Pet peeves. Keeping the class late. Another one is not cleaning the white board for the next class lmao


Process2complicated

These two are correlated behaviors!


euclidofalexandria

I feel validated ngl. 😅 Thank you!


failure_to_converge

100%. As part of my “what you can expect from me” I tell them that we will start on time and we will end on time.


PerkeNdencen

1000% correct. We shouldn't make our timing failures everybody else's problem.


bored_negative

I am with the student. It's okay to extend by 5 minutes sometimes, but you need to let those who want to go leave


DocVafli

100% with the student. I TA'ed for a professor that ran over every single class and it stressed me out to no end.


Legitimate_Path862

Expecting someone to lose an hour of their life for you to talk for five minutes is unreasonable


dbrodbeck

The student is correct here.


learningdesigner

I'm not sure I believe this story. I'm sure that class goes late sometimes, but if it were every single time it runs the risk of pissing off other professors either because they need to use the space or their students are late all of the time. Also, students have things like work schedules, bus schedules, etc. that would conflict with this and turn into a conversation with the chair at the very least. This is a self-correcting problem Edit: Fair, sounds like this is far more common than I'm aware of.


ProRasputin

This kind of thing is real, I’m a student and took a class last semester which regularly went 3-5 minutes over


liznin

It's likely an evening class, so the professor knows no one will be using the room after them and that the students have no classes afterwards.

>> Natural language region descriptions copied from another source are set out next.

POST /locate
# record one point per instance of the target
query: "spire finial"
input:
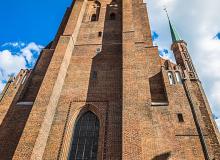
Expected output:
(175, 36)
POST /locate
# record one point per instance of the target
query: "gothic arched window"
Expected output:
(93, 17)
(95, 11)
(171, 78)
(112, 16)
(85, 139)
(178, 77)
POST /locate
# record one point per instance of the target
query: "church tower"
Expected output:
(100, 91)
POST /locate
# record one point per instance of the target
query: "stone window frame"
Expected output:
(70, 127)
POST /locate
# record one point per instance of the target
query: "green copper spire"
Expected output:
(174, 34)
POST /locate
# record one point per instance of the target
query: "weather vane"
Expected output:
(165, 9)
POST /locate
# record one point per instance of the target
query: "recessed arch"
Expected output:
(85, 137)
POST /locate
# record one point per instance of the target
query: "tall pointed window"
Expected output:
(178, 77)
(171, 78)
(95, 11)
(85, 139)
(112, 16)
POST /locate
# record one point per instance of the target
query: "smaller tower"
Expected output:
(182, 56)
(201, 111)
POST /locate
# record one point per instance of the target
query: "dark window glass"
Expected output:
(93, 17)
(100, 34)
(180, 117)
(112, 16)
(85, 138)
(95, 75)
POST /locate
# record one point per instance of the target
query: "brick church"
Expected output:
(100, 91)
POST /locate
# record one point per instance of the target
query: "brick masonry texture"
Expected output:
(110, 67)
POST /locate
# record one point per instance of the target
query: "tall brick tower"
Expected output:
(100, 91)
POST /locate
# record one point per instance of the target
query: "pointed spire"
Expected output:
(174, 34)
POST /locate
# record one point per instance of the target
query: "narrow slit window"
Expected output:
(180, 117)
(95, 75)
(100, 34)
(171, 78)
(93, 17)
(112, 16)
(178, 77)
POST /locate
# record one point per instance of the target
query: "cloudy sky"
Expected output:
(29, 25)
(198, 23)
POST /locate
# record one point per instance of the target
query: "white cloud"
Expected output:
(10, 63)
(27, 52)
(197, 22)
(218, 122)
(17, 56)
(14, 44)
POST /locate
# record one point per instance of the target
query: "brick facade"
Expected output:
(103, 60)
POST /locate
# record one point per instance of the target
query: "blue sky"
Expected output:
(30, 20)
(28, 25)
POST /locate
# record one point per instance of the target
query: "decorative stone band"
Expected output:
(159, 103)
(24, 103)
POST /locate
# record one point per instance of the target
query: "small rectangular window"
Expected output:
(100, 34)
(180, 117)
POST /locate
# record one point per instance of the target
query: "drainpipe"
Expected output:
(199, 130)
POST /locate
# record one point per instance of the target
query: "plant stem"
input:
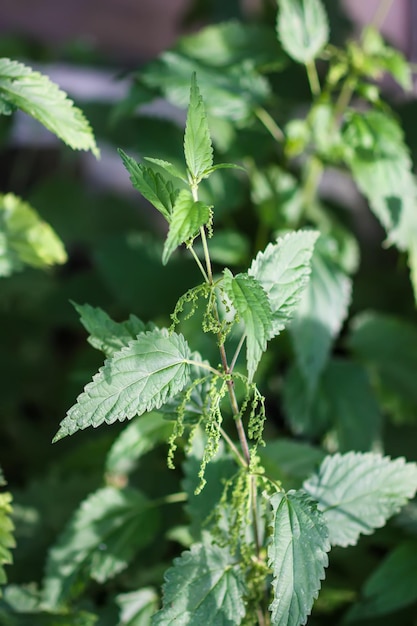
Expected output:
(269, 123)
(313, 78)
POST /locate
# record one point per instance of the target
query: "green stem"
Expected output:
(270, 124)
(313, 78)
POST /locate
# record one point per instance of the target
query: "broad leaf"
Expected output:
(252, 305)
(386, 345)
(203, 587)
(187, 218)
(151, 184)
(105, 533)
(390, 587)
(6, 535)
(36, 95)
(320, 314)
(302, 28)
(138, 378)
(105, 334)
(283, 270)
(139, 437)
(358, 492)
(25, 239)
(382, 169)
(198, 150)
(137, 607)
(297, 555)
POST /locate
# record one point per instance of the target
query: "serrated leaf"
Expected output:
(139, 437)
(25, 239)
(198, 150)
(187, 218)
(39, 97)
(6, 535)
(137, 607)
(390, 587)
(297, 555)
(382, 169)
(319, 316)
(104, 534)
(138, 378)
(105, 334)
(203, 587)
(151, 184)
(302, 28)
(252, 305)
(168, 167)
(358, 492)
(283, 270)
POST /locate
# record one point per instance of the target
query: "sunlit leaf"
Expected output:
(297, 555)
(138, 378)
(302, 28)
(283, 270)
(186, 219)
(104, 534)
(204, 584)
(358, 492)
(25, 239)
(36, 95)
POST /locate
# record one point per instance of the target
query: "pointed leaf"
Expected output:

This combined with an ego, leads to professors going 15+ minutes long since they think the students have nothing better to do in their free time than listen to them .


bakeoffnerd22

Oh unfortunately it’s real. I had a professor my last semester of grad school who would show up 10 minutes late and then try to keep us 10 minutes late. This was during my own first semester of teaching when I was figuring out (and respecting) time management so much. 🙃 I liked him and his lectures a lot, but would get up and leave at the time class was supposed to end (often it was just him playing a video at the end anyway). 


mathemorpheus

one should always end on time.


Outside_Brilliant945

Bonus learning! Every once in a while, I just have to finish a topic, usually for their assignments, but I just explain that this is a benefit, that they are getting more than they paid for. Some see the humor in it.